Ss2 — CLOISTRAL with Iryna Maksymova
The Ukrainian artist contrasting the hyper-masculine imagery of the war with harmonious female figures
Throughout January, Studio Sessions explores the balancing act between isolation and community with a series entitled CLOISTRAL
WORDS BY CARLOS IBANEZ
ART BY IRYNA MAKSYMOVA
Iryna Maksymova intended to invest her creative mind in music, but instead, her journey drifted towards expressing herself in paintings. She developed this passion during the COVID-19 pandemic, as the sudden disruption of routine presented the unanticipated opportunity to dive deep into her practice. Maksymova’s first exhibit was in her hometown Lviv in western Ukraine, where she continues to reside despite the increasingly westward threat of Russian forces.

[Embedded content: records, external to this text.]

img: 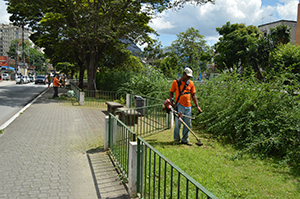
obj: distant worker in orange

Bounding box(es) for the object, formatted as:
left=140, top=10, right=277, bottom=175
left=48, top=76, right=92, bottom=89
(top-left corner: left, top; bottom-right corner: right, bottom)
left=53, top=74, right=60, bottom=99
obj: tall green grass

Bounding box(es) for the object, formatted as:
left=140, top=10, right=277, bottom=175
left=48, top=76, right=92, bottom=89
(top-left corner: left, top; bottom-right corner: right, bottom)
left=145, top=129, right=300, bottom=199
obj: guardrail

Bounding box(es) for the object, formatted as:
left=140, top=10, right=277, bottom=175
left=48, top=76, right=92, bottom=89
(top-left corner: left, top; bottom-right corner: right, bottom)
left=83, top=90, right=126, bottom=107
left=137, top=137, right=217, bottom=199
left=115, top=105, right=170, bottom=136
left=69, top=80, right=84, bottom=105
left=108, top=113, right=136, bottom=178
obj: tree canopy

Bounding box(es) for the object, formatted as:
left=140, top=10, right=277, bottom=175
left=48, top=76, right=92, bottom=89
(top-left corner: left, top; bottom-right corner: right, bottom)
left=5, top=0, right=214, bottom=90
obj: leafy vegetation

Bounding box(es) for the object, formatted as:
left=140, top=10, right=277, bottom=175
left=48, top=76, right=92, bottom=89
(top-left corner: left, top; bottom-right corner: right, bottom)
left=195, top=70, right=300, bottom=168
left=144, top=130, right=300, bottom=199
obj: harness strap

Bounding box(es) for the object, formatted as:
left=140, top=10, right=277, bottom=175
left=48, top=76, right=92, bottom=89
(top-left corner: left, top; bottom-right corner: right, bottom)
left=175, top=78, right=190, bottom=104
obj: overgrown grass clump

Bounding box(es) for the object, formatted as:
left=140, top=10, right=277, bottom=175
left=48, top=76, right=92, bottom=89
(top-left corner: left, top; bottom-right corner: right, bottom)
left=195, top=73, right=300, bottom=169
left=145, top=128, right=300, bottom=199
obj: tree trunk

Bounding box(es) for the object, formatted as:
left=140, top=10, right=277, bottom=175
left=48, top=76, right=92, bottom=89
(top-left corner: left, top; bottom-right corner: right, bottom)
left=85, top=53, right=98, bottom=91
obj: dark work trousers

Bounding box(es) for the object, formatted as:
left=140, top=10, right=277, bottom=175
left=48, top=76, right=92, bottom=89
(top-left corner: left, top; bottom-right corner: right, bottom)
left=53, top=86, right=58, bottom=98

In contrast to the images of strife and war that Ukraine has become synonymous with, Maksymova’s work expresses a Ukrainian cultural identity furnished with vibrant, intricate patterns and colours. Informed by symbolism and motifs borrowed from Ukrainian folklore and mythology, her range of subjects includes animals and invigoratingly vegetal landscapes that idealise a symbiotic relationship between nature and humans. However, it is the overtly feminist bent of her nude female figures that has garnered the most attention. These figures, figurative in their features and often gargantuan in proportions, communicate an unencumbered and deeply communal femininity.
The characters in a Maksymova painting exist in a world that is in a state of both harmonious order and cloistral organic disarray. Their feminist ethos seemingly emanates from an unmistakably androgynous quality in her female figures. More than evading the male gaze, she splashes a bit of paint in its eye, and opts to depict her femme figures as abstractions of real women. Our tendency is to read into her work — indeed into the work of any contemporary Ukrainian artist — some compelling commentary on the war. At first glance we seem to struggle with finding that in these paintings, but a second glance reveals Maksymova’s view on the matter, namely in what’s missing: the world of men with guns and their high-stakes performance of masculinity.